My scholarly project became an Exploratory Quality Improvement Study, with goals to not only increase the use of non-pharmacological pain interventions (especially emotion-focused and relaxation based), but also demonstrate improved pain self-efficacy, function, and self-management of pain for our patients. At the start of a six month period, I first established the current usage of the “Pain Control and Comfort Menu”, frequency and types of non-pharmacological pain interventions utilized, and via questionnaires currently rated patient function and impact of pain (including sleep), self-efficacy (e.g. “How much does your pain limit your ability to dress yourself?”), and self-management (e.g. “How confident are you in being able to treat your pain in ways other than pain medications?”). I then focused on re-training the nursing staff, including providing opportunities for training in various relaxation techniques and putting together a “Nursing Pain Kit” that contained ready to print PDF patient handouts of the techniques, and in the final three months, reassessed all established outcomes.

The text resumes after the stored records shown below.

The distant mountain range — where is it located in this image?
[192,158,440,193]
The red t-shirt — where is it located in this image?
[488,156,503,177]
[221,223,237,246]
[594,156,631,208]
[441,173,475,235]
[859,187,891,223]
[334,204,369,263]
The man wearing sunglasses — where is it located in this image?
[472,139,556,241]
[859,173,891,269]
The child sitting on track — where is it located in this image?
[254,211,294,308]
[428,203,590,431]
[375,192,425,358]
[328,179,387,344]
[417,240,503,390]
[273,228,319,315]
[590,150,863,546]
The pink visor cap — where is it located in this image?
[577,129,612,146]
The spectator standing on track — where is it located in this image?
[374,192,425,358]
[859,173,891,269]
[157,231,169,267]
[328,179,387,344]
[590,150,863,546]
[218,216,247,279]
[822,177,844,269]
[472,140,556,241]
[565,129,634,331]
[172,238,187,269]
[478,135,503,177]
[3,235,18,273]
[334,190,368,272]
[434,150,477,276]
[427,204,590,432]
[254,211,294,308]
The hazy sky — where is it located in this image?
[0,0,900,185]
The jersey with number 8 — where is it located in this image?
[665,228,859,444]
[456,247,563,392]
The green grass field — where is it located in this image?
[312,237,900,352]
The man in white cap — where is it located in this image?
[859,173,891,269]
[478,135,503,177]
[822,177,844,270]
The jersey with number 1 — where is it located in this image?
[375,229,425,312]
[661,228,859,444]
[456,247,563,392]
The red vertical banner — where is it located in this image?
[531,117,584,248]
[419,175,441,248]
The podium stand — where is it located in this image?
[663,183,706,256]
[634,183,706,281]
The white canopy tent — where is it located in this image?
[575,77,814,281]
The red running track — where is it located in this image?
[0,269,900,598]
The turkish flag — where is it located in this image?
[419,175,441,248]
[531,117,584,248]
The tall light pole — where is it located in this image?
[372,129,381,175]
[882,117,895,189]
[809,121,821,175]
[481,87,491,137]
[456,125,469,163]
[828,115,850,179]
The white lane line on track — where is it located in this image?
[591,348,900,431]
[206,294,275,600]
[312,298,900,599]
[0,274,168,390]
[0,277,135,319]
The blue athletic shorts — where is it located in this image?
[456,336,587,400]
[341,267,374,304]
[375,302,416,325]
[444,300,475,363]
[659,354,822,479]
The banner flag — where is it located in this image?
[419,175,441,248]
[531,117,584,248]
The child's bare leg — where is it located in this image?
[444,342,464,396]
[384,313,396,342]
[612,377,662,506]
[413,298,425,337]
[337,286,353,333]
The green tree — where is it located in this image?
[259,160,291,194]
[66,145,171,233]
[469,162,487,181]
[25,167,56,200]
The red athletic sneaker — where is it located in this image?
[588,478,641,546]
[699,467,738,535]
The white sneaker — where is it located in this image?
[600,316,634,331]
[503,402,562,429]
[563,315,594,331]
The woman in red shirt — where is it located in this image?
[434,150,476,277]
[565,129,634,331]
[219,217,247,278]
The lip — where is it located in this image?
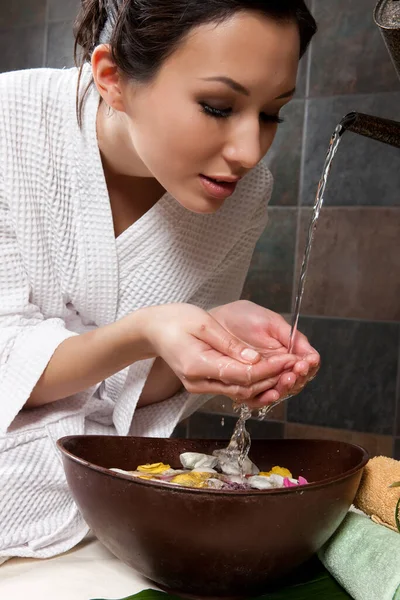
[199,175,240,200]
[203,175,242,183]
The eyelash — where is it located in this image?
[200,102,284,123]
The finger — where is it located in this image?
[268,372,297,399]
[293,360,310,377]
[183,376,279,402]
[246,389,279,409]
[184,350,296,386]
[194,315,261,364]
[292,330,319,357]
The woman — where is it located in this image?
[0,0,319,557]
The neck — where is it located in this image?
[96,102,152,178]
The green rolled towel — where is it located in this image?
[319,512,400,600]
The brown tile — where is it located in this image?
[199,396,285,421]
[296,208,400,321]
[285,423,393,457]
[310,0,399,96]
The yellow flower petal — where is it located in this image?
[259,466,293,478]
[171,472,212,488]
[136,463,171,475]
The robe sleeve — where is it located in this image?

Ultimately, there was an increase (9.34%) in non-pharmacological interventions, especially Emotional/Spiritual Support, and patient reported confidence in use of alternatives to pain medications, function, and pain self-efficacy, with 80.0% of patients shown the “Pain Control and Comfort Menu” by discharge. But even more importantly, I started to observe an increase in routine communication between nursing and therapy staff. For instance, a nursing staff member may have initiated deep breathing with a patient, reached out to the therapy team to carry this over, then a therapist may also add another relaxation technique to aide in improved sleep quality, and the nursing staff member was educated in how to assist that patient to complete it at bedtime! So much growth happened for all the members of our team, and it was a humbling but important experience to step into each other’s respective scopes of practice and learn from one another. The biggest takeaway for me from this experience has been that a pain treatment culture shift in an inpatient healthcare environment IS possible, and that by stepping into a leadership role that facilitates an interdisciplinary approach, I am doing my part to move forward knowledge translation and best practice for the improved quality of life for our patients and the professional growth of our treatment team!